Bonuses in Government are Common, and the Ohio Democrat Party Chairman Has Defended Them
It looks like Jennifer Brunner and Marc Dann always find time for partisanship. Jennifer Brunner’s staff can’t bother to answer a simple question on the phone. And Marc Dann can’t bother to find out if anyone on his staff was criminally involved in someone’s death, or if his “top cop” was sill collecting a paycheck from the Youngstown police department while working for the AG’s office. But they somehow always find time to be partisan hacks and beat up on Ken Blackwell:
Attorney General Marc Dann has decided that former Secretary of State J. Kenneth Blackwell did not have the legal authority to award $80,000 in bonuses to employees before he left office.
Jennifer Brunner, Blackwell’s successor, is asking Auditor Mary Taylor to declare that the bonuses were an illegal expenditure of public money so Dann’s office can seek to recover it.
A number of the staffers accepted the bonuses as severance payments, as some accepted the money instead of putting the Secretary of State’s office from having to pay unemployment compensation.
And while Democrats will still continue to kick and scream about this, they might want to remember that plenty of Democrats also received bonuses in other offices.
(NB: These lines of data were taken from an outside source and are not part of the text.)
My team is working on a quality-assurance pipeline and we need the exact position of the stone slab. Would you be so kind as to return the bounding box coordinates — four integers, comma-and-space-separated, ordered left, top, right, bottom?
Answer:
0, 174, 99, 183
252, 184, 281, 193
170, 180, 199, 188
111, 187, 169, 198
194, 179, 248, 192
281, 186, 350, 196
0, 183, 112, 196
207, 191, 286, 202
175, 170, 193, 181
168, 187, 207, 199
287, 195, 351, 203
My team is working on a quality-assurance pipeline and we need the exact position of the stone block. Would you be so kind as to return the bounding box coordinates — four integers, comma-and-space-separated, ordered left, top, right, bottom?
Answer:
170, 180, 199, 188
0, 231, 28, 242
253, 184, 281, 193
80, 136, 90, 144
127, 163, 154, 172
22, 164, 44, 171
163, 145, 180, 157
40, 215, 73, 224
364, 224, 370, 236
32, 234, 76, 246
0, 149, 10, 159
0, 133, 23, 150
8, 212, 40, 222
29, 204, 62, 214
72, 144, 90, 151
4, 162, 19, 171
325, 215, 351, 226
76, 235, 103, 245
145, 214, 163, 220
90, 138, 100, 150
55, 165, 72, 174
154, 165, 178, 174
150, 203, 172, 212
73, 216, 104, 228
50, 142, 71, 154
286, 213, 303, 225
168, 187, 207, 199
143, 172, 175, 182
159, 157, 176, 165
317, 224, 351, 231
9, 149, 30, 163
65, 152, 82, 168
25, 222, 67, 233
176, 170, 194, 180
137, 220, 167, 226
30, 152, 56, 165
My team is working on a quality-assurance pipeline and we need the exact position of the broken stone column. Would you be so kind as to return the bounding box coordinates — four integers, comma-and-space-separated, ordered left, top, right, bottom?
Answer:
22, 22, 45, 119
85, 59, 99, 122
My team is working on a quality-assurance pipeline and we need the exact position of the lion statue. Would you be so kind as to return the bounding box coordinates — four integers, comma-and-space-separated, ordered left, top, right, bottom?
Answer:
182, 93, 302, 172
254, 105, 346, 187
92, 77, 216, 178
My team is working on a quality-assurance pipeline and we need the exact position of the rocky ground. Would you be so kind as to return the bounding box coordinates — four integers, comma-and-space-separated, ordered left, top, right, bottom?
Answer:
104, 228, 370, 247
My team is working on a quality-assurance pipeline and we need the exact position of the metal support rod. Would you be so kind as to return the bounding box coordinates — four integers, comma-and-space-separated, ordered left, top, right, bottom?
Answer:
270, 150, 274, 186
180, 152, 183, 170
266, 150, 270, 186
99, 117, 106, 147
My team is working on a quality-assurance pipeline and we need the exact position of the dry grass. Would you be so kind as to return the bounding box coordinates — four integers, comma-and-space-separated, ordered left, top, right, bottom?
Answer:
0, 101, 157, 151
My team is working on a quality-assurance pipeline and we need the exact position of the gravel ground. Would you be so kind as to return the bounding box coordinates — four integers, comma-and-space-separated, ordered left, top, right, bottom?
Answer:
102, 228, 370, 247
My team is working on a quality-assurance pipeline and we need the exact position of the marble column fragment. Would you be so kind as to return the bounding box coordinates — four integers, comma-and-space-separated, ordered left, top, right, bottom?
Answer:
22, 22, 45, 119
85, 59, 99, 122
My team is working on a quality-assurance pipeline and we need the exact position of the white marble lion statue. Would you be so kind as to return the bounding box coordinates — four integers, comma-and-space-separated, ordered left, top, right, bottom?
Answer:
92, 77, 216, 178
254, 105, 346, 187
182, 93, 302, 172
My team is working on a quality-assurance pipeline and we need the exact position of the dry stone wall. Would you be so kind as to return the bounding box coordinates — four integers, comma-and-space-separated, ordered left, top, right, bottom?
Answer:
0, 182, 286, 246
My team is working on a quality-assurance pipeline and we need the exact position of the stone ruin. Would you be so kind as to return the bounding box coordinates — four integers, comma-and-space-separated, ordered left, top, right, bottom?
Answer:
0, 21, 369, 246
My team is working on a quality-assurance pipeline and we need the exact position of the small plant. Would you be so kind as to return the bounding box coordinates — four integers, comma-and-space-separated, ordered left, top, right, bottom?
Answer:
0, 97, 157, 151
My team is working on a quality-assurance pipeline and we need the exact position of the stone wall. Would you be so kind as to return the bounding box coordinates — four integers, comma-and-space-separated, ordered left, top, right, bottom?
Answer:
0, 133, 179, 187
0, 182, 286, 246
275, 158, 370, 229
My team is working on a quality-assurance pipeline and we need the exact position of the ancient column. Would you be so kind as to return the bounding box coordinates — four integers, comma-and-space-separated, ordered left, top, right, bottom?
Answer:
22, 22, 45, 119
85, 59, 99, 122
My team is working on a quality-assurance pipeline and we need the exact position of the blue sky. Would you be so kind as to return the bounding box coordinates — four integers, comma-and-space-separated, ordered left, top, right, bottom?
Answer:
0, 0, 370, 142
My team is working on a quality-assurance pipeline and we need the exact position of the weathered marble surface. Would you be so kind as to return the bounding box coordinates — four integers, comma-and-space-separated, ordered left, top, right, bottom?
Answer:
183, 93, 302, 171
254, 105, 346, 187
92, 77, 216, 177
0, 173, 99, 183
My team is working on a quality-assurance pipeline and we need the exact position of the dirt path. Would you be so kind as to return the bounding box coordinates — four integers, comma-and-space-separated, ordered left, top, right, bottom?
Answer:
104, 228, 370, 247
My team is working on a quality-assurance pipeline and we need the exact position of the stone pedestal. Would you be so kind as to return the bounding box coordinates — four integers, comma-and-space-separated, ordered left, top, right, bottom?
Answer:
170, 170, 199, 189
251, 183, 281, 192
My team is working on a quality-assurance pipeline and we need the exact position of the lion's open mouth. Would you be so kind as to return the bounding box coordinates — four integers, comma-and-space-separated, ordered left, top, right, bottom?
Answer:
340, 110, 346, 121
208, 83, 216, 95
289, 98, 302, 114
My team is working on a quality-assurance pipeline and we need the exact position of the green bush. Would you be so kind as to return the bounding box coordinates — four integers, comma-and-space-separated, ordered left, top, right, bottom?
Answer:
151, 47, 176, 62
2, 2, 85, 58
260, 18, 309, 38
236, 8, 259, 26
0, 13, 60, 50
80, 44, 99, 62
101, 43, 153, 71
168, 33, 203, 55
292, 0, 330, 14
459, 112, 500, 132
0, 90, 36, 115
And, when the Ohio legislature selectively gave bonuses to a select number of staffers, the current Chairman of the Ohio Democrat Party Chris Redfern even defended those bonuses!
Associated Press
Friday, December 30, 2005BONUSES FOR SOME OF OHIO HOUSE STAFF CAUSE HARD FEELINGS
70% of employees didn’t get share of one-time incentives that totaled $89,500COLUMBUS - Merit bonuses ranging from $500 to $4,000 handed out to 59 Ohio House employees have irked some of the 70 percent of staff members who didn’t get them.
The one-time bonuses totaled $89,500.
Scott Borgemenke, House Speaker Jon Husted’s chief of staff, said he understands some people are mad, but that’s what happens in a merit-based system.
“I hope it incentivizes them to work next year and do a better job,” he said.
House Minority Leader Chris Redfern agreed.“If we’re going to say government should be run in a similar fashion to business, you have to award people on merit from time to time,” he said.
“And if that makes someone unhappy, no good deed goes unpunished.”
So if Chris Redfern supported bonuses as incentives for government employees as a means to increase productivity, then why wasn’t Ken Blackwell allowed to do the same?
When you consider the pay and the benefits given to state government employees, they are certainly paid more than enough. But this situation is nothing more than selective outrage by a couple of hyper-partisan political hacks.